The New Yorker published an online article and photographs detailing accounts of torture and abuse by American military personnel of Iraqi prisoners held at Abu Ghraib prison in Baghdad.
The New Yorker
The New Yorker is an American magazine featuring journalism, commentary, criticism, essays, fiction, satire, cartoons, and poetry. It was founded on February 21, 1925, by Harold Ross and his wife Jane Grant, a reporter for The New York Times. Together with entrepreneur Raoul H. Fleischmann, they established the F-R Publishing Company and set up the magazine's first office in Manhattan. Ross remained the editor until his death in 1951, shaping the magazine's editorial tone and standards. The New Yorker's fact-checking operation is widely recognized among journalists as one of its strengths.
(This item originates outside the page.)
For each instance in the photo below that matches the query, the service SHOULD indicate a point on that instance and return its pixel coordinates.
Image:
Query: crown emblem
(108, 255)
Abu Ghraib torture and prisoner abuse
During the early stages of the Iraq War, members of the United States Army and the Central Intelligence Agency were accused of a series of human rights violations and war crimes against detainees in the Abu Ghraib prison in Iraq. These abuses included physical abuse, sexual humiliation, physical and psychological torture, and rape, as well as the killing of Manadel al-Jamadi and the desecration of his body. The abuses came to public attention with the publication of photographs by CBS News in April 2004, causing shock and outrage and receiving widespread condemnation within the United States and internationally.
Abu Ghraib prison
Abu Ghraib prison was a prison complex in Abu Ghraib, Iraq, located 32 kilometers (20 mi) west of Baghdad. It became internationally known as a place where Saddam Hussein's government tortured and executed dissidents, and later as the site of the Abu Ghraib torture and prisoner abuse scandal where the United States military's torture of Iraqi detainees was revealed in a series of photographs published in worldwide news media.